De même, ce que les Protestants appellent "christianisme du Nouveau Testament" est finalement une doctrine réactionnaire en ce qu'elle en vient à nier toute souplesse et toute vitalité dans la religion du Christ. Croire que l'on puisse revenir au christianisme des premiers chrétiens ne serait possible que si "par un miracle nous étions reportés à deux mille ans en arrière dans les conditions morales et sociales de la Palestine d'alors". Vouloir ne donner d'autre expression au christianisme que celle qu'on trouve dans les Synoptiques, dans saint Jean, même dans saint Paul c'est l'enchaîner : "Ç'a été une erreur puritaine - sans parler des autres sectes - de crier : Revenons à l'Évangile, rien que l'Évangile et la Bible".

En fait, ce que manifeste réellement le christianisme du Nouveau Testament c'est l'esprit de Jésus agissant dans sa pureté et sa force. Certes, le Nouveau Testament renferme son expression la plus pure, la plus vigoureuse, mais il n'en est pas l'expression complète : "il faudra attendre que la dernière page de son histoire soit écrite". Ce que l'Esprit du Christ a pris en le transformant aux philosophies, aux croyances, aux traditions, aux institutions est considérable et n'est pas achevé. L'histoire de l'Église nous montre la vitalité de cet esprit. C'est pourquoi c'est une erreur plus grave de parler d'un "christianisme pur et simple". On ne peut en effet séparer l'Esprit de son activité. Il faut considérer "cet esprit en mouvement et à l'œuvre et ne pas regarder ce qui a été fait comme un modèle immuable, un portrait à copier" 2250 .

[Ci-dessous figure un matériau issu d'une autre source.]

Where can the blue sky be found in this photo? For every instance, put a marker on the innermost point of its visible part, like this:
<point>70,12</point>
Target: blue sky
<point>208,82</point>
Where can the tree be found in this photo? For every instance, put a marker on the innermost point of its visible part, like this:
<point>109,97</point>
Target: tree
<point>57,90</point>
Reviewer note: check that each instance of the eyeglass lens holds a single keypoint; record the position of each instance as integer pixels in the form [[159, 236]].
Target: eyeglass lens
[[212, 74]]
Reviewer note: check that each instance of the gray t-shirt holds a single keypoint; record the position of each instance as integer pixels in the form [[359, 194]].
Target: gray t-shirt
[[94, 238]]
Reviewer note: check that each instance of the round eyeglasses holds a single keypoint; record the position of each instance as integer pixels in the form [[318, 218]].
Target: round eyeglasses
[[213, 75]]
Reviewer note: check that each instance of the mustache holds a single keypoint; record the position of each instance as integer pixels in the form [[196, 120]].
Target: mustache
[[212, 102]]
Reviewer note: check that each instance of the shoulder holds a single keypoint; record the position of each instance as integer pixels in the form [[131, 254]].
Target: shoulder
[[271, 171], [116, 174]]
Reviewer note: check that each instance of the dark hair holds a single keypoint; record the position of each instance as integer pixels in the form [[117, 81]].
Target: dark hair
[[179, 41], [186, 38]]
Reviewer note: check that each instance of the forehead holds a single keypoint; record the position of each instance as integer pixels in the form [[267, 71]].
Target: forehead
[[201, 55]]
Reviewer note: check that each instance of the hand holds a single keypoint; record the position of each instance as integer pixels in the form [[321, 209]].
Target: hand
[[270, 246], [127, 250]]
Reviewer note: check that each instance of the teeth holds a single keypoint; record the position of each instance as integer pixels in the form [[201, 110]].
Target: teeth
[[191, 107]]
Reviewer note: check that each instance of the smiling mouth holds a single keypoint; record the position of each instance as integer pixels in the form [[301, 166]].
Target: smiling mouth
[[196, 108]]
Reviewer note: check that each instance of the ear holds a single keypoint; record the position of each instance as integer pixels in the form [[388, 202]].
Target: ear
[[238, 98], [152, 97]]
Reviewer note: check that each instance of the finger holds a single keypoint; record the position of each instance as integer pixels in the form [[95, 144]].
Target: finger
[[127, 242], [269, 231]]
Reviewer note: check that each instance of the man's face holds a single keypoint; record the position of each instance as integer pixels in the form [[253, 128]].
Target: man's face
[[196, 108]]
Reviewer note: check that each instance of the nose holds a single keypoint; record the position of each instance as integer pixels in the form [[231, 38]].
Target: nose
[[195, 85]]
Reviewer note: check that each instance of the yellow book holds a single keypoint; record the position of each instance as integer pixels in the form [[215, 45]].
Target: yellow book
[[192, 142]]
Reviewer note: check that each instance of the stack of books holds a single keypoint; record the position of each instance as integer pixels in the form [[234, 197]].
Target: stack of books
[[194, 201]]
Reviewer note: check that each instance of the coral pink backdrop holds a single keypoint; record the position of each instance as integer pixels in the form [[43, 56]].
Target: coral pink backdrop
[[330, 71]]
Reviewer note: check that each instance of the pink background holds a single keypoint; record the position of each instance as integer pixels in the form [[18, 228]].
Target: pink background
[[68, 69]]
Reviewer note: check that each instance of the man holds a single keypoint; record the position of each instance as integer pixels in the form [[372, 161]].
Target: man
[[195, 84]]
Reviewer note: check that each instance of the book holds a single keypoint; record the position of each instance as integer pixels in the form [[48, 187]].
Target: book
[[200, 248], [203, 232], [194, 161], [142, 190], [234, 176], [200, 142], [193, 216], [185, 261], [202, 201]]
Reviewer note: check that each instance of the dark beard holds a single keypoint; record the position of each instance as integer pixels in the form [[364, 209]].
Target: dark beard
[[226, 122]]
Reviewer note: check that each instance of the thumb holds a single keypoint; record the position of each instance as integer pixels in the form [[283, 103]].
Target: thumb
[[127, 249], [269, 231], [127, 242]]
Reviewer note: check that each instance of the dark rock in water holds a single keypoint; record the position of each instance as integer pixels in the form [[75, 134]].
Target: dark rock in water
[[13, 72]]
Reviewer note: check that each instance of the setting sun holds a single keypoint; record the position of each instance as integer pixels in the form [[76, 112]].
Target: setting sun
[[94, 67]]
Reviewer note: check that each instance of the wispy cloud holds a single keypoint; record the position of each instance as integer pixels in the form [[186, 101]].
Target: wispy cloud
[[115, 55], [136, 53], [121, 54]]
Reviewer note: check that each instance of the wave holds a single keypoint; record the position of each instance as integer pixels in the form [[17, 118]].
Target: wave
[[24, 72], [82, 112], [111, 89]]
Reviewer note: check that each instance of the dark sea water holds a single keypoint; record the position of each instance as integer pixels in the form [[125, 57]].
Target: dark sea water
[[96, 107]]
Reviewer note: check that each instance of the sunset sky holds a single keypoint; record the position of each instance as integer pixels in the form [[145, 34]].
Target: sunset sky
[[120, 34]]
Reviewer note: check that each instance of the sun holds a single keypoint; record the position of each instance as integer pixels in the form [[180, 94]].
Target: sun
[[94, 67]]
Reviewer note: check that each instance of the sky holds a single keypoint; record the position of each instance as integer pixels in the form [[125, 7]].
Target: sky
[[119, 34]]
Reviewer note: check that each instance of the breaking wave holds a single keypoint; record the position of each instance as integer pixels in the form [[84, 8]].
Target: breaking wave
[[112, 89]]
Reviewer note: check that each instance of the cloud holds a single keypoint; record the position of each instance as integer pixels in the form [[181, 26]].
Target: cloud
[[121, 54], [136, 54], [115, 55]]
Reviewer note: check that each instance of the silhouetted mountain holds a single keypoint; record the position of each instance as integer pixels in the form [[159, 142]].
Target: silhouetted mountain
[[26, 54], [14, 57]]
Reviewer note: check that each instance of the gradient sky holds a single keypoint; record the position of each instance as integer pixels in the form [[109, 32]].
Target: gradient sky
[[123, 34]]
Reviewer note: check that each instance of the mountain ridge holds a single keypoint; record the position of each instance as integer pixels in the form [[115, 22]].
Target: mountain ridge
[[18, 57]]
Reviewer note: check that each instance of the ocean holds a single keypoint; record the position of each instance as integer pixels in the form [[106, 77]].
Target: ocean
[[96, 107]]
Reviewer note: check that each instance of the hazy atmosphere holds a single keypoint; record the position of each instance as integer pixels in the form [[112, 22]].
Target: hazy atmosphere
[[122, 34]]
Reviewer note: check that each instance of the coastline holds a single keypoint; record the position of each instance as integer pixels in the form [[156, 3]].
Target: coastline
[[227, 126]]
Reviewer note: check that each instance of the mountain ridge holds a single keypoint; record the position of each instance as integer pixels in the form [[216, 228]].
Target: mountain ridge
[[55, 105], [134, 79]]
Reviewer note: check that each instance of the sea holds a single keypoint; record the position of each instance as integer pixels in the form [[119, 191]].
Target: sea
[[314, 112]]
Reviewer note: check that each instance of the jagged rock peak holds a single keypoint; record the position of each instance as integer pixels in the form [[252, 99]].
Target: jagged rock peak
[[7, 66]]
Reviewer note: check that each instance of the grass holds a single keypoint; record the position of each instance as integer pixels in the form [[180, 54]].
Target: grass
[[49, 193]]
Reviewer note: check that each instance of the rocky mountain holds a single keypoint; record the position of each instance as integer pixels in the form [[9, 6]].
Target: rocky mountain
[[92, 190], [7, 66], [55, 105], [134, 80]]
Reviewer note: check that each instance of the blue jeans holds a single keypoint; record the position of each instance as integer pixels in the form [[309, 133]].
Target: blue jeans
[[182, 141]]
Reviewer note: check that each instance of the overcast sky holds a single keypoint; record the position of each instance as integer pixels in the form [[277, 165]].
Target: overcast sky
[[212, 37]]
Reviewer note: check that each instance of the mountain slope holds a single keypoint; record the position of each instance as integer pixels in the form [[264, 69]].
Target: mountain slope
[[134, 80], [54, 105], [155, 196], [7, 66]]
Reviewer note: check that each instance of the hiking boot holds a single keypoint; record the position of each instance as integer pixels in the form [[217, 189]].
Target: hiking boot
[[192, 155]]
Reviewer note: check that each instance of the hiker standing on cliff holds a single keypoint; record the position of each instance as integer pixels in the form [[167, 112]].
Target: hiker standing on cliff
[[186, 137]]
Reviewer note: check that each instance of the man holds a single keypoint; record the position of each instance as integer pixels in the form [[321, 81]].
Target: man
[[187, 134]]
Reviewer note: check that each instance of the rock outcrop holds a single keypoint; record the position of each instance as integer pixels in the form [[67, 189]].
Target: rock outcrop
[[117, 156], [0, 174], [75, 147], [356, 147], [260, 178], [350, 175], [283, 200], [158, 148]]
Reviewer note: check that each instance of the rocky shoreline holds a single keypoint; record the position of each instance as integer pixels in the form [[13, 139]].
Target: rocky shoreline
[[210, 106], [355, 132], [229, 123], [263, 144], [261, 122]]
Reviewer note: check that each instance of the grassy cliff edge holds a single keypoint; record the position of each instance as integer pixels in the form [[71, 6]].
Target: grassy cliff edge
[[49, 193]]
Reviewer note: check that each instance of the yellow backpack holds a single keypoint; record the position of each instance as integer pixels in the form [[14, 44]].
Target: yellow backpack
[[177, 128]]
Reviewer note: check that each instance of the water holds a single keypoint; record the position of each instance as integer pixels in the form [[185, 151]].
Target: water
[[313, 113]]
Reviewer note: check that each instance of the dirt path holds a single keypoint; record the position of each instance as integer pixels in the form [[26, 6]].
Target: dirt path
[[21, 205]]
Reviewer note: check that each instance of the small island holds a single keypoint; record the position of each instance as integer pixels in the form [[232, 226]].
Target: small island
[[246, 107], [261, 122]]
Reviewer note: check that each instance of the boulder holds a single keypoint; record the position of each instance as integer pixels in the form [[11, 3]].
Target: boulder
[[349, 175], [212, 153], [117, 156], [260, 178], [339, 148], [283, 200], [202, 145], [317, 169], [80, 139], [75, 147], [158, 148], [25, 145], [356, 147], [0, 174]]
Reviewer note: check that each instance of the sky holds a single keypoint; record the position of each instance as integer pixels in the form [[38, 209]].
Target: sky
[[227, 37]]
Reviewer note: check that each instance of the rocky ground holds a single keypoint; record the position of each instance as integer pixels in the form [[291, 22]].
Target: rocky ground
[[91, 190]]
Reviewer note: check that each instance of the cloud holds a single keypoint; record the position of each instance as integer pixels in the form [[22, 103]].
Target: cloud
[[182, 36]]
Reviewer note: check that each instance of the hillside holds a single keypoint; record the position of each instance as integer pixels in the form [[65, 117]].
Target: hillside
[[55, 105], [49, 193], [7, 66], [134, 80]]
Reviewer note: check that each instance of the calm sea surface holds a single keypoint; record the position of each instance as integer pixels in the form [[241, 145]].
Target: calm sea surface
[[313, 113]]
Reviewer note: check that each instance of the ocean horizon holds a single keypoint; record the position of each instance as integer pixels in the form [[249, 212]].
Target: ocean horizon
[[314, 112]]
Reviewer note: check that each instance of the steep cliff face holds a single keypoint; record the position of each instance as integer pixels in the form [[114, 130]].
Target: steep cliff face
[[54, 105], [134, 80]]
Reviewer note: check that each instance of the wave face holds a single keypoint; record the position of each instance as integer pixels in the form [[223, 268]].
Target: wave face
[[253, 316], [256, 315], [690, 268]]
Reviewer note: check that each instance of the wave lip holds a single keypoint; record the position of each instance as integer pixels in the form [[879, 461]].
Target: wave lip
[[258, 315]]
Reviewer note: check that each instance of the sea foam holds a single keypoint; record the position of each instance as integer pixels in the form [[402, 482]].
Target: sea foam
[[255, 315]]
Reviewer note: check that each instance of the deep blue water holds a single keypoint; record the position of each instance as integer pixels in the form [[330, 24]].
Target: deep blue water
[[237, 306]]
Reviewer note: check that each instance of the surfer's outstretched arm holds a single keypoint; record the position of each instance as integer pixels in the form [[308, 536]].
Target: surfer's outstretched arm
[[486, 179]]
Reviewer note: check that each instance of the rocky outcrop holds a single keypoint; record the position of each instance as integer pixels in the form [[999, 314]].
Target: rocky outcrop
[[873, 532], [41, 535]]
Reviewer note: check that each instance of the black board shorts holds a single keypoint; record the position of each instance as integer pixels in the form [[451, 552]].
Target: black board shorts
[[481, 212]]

L'abbé Wehrlé n'a donc pas tort de considérer que la conception que Mgr Mignot se fait de la Tradition diffère sensiblement de celle de la théologie classique qui, depuis le concile de Trente, considérait que la Tradition doublait en quelque sorte l'Écriture, Tradition et Écriture étant deux modes différents de transmission des mêmes contenus. Mgr Mignot se méfiait du mot tradition à cause de son ambiguïté : "Le mot tradition est vague. Les données historiques qu'elle nous présente sont sujettes à caution. […] L'imagination, la pieuse crédulité, l'absence de critique ont fait leur œuvre" 2251 . Il préférait utiliser l'expression "l'enseignement de l'Église",plutôt que le mot Tradition parce qu'il estime que "ce dernier est souvent pris à contre sens. […] La doctrine de l'Église ne s'identifie pas nécessairement avec telle tradition même très respectable, tel système enseigné dans les écoles théologiques" 2252 . La doctrine de l'Église est une tradition avant d'être une théologie parce qu'elle est "l'épanouissement de la révélation" 2253 . Ainsi Bossuet "qu'on représente volontiers comme l'homme de la Tradition […], est en réalité l'homme de la théologie de son temps, l'homme de la Sorbonne. […] La tradition telle qu'il l'entendait était à ses yeux un bloc sacré auquel on ne pouvait toucher sans profanation. Elle était tabou" 2254 .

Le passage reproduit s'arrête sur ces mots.